LM Studio adds iPhone-to-Mac Link for local LLMs

LM Studio has extended its LM Link feature to the iPhone, letting users run language models on a more powerful machine they own, such as a Mac, and use them from a phone as if they were local, 9to5Mac reports. LM Studio's official site describes LM Link as a way to load models on remote devices you control, desktops, GPU rigs, or cloud VMs, over an end-to-end encrypted connection, built "on top of custom Tailscale mesh VPNs" so devices are never exposed to the public internet. LM Studio introduced LM Link earlier in 2026 in partnership with Tailscale, which detailed the integration in a February blog post; the June update brings the same capability to iPhone. Per LM Studio's FAQ, chats stay on the local device and only a device list reaches LM Studio's servers, used for discovery. Any installed model works, and LM Link is free during the Preview period, with free and paid tiers planned at general availability.
What happened
LM Studio has brought its LM Link feature to the iPhone, letting users tap language models running on a more powerful machine they own, such as a Mac, from their phone as if the models were local, 9to5Mac reported on June 4. LM Link itself is a cross-device feature LM Studio introduced earlier in 2026 in partnership with Tailscale; the new development extends it to mobile.
How LM Link works
According to LM Studio's official description, once devices running LM Studio (or its headless "llmster" build) are authenticated, they automatically discover each other and establish an end-to-end encrypted connection regardless of network, "without exposure to the public Internet." Models hosted on a powerful device appear alongside local models in the model loader, so a lightweight client can use large open-weight models hosted elsewhere. LM Studio says chats remain on the local device and "nothing gets uploaded to LM Studio's backend servers apart from your device list," which is used for discovery.
The Tailscale partnership
LM Studio says LM Link runs "on top of custom Tailscale mesh VPNs." In a February 25 blog post, Tailscale said the feature is built on tsnet, "a userspace Go program that works without touching kernel sockets or routing tables," providing short-lived onboarding and encrypted peer-to-peer traffic. Tailscale's Kevin Purdy wrote that prompt and response data "is never seen, either by Tailscale or LM Studio's backend service." LM Studio's FAQ states LM Link is "an entirely separate and self-contained use of Tailscale VPN primitives" that "coexists with other uses of Tailscale on your machine or network, with no interference or interplay."
Why it matters
Running LLMs locally keeps data on hardware the user controls, but ties inference to whichever machine holds the model. A vendor-supplied, encrypted bridge lets a phone or laptop reach a desktop or GPU rig without exposing ports to the internet or hand-rolling a tunnel. LM Studio notes remote models also work with tools that already point at its local server (localhost:1234), such as Codex, Claude Code, and OpenCode, so existing local-inference workflows can use remote hardware unchanged. Tailscale frames the same mechanism for teams sharing GPU-backed models, edge devices needing more compute, and regulated industries that want to avoid public model exposure. Community projects like Off Grid and LM Mini, documented in a dev.to guide and the App Store, show developers were already assembling comparable mobile-to-local setups.

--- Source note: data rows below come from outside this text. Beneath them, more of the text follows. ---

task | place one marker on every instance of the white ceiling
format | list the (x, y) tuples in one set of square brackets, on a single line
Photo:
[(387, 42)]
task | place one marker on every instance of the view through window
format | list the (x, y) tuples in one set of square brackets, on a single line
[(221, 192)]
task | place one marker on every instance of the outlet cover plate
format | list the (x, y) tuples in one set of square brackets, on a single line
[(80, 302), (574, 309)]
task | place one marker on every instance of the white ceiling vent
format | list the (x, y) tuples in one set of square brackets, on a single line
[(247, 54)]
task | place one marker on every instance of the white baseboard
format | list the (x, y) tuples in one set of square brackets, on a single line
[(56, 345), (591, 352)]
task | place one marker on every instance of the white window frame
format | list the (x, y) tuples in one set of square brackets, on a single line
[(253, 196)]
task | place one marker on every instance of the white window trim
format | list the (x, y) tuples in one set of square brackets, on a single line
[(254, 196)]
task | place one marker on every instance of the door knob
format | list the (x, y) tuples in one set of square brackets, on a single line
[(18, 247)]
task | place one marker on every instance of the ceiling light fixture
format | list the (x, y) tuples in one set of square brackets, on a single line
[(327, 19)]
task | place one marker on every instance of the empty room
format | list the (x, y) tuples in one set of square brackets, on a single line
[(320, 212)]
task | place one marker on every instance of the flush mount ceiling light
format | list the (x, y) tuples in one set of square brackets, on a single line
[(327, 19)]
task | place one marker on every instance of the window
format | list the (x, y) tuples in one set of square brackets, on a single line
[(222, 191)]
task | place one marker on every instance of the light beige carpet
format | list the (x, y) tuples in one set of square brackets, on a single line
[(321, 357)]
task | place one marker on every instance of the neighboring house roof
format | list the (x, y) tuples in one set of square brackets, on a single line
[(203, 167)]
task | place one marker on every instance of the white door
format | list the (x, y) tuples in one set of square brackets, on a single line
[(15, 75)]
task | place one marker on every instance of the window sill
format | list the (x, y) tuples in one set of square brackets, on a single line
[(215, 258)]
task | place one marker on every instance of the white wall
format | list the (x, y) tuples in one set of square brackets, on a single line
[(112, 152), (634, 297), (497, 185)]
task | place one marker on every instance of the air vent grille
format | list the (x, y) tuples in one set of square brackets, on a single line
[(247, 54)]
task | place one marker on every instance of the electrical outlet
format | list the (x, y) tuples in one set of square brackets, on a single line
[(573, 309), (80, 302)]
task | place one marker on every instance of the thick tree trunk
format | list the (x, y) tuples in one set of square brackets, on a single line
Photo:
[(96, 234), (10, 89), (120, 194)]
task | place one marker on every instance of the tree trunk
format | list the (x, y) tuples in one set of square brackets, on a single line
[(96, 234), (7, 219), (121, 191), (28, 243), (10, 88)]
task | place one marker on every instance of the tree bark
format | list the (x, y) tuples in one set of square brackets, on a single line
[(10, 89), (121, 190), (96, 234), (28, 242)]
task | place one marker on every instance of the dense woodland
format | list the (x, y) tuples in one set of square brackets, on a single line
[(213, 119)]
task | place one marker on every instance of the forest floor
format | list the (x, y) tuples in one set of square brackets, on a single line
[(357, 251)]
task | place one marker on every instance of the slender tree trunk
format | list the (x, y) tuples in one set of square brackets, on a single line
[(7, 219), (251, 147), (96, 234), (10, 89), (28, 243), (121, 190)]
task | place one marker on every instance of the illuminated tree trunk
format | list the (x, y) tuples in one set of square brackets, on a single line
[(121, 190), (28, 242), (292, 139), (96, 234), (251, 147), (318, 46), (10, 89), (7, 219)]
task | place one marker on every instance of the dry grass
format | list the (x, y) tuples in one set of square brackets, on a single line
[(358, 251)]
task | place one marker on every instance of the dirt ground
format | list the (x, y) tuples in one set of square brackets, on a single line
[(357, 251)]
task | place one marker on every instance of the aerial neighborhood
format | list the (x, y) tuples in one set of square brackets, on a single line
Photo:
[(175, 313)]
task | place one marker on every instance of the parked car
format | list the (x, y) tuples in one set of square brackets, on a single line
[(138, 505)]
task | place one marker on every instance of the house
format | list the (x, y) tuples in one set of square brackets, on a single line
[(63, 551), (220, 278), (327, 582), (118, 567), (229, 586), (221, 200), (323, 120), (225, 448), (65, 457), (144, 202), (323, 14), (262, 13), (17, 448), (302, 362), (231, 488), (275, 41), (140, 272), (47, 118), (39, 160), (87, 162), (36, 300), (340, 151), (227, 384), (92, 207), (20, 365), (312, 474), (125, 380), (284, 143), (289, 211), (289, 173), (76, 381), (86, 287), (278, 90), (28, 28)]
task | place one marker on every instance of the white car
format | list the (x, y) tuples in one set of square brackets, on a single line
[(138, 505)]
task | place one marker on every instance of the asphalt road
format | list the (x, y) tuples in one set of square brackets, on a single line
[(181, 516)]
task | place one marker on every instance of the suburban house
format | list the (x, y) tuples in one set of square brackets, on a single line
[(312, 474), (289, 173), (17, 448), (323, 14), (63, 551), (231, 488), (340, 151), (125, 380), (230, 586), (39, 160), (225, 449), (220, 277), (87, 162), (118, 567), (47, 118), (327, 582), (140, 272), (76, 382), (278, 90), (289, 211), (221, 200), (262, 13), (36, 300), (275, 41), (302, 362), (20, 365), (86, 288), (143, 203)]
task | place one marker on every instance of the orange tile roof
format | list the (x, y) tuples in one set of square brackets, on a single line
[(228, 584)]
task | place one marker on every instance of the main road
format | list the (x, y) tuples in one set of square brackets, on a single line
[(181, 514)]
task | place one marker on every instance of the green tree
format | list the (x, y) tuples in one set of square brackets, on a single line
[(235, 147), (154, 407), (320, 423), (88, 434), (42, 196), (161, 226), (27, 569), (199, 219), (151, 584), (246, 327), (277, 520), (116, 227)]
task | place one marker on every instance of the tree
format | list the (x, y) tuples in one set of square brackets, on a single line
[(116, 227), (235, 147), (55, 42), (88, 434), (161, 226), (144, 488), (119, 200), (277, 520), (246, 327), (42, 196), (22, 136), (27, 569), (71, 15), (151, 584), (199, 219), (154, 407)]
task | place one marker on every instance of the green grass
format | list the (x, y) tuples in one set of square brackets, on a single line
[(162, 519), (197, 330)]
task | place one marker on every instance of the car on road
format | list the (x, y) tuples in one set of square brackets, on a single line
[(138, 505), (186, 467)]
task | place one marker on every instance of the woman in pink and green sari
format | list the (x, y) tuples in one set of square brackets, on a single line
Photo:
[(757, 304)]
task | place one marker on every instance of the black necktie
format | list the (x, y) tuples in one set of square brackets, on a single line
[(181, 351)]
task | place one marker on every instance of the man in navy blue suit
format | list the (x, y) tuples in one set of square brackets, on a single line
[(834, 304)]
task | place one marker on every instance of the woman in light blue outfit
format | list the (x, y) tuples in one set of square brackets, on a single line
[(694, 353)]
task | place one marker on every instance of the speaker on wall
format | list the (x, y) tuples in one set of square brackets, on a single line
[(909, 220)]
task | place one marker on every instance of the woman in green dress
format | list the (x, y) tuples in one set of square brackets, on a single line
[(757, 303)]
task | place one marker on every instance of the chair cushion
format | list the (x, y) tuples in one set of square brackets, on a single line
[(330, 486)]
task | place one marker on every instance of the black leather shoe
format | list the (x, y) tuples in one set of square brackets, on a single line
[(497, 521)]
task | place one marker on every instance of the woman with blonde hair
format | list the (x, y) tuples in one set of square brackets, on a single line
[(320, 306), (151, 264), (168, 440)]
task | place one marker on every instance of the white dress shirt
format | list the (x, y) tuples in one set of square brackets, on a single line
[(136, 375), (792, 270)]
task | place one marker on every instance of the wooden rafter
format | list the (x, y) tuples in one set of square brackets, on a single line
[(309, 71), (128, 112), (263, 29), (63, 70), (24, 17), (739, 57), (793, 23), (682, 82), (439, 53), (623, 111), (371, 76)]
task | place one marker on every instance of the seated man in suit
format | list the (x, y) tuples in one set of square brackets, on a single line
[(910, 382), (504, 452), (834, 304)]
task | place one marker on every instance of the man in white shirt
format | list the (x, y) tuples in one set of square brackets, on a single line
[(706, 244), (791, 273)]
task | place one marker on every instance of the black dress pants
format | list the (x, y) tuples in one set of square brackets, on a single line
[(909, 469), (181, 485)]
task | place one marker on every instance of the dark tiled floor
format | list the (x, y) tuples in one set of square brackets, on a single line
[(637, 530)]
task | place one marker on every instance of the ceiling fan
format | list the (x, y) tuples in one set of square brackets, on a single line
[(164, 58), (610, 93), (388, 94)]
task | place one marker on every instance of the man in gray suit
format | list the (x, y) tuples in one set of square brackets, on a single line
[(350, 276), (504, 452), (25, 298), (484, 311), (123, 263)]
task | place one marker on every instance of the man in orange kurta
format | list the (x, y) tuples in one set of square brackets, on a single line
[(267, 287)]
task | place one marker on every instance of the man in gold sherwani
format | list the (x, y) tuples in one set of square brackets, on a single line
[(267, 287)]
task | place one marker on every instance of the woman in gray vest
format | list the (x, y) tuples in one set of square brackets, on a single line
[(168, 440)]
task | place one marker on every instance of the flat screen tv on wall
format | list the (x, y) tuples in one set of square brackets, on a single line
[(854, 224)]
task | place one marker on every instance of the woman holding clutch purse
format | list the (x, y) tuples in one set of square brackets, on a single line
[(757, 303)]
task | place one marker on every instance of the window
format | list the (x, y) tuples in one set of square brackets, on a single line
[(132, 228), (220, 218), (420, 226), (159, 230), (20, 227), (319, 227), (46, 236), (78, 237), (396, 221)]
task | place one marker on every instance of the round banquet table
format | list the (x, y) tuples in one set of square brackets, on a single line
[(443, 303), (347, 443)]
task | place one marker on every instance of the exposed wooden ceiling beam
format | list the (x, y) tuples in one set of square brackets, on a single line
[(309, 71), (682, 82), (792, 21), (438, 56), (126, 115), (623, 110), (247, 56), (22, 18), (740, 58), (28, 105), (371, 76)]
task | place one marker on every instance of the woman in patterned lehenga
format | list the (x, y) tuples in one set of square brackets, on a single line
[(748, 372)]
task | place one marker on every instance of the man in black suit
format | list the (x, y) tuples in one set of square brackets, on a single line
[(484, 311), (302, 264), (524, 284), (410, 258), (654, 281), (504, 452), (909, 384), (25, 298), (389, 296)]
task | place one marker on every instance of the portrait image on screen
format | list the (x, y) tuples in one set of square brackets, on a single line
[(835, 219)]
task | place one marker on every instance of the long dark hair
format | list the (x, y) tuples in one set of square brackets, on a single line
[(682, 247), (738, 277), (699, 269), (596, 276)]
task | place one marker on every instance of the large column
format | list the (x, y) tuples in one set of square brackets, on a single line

Availability and what to watch
LM Link is in Preview and "free for the duration of the Preview period," with both free and paid plans planned at general availability, per LM Studio, which says it is rolling out access in batches. Observers should watch for the paid-plan pricing, published detail on LM Link's key management and trust model, and how iPhone latency and throughput compare with desktop-to-desktop links, especially for large models on lower-RAM hardware. LM Studio says the free tier can be used at home or at work, with enterprise deployment available on request.
Scoring Rationale
This is a useful product update for practitioners who run local LLMs and want mobile access; it lowers integration friction but does not introduce a new model or paradigm shift. The item affects tooling and workflows rather than core model capabilities.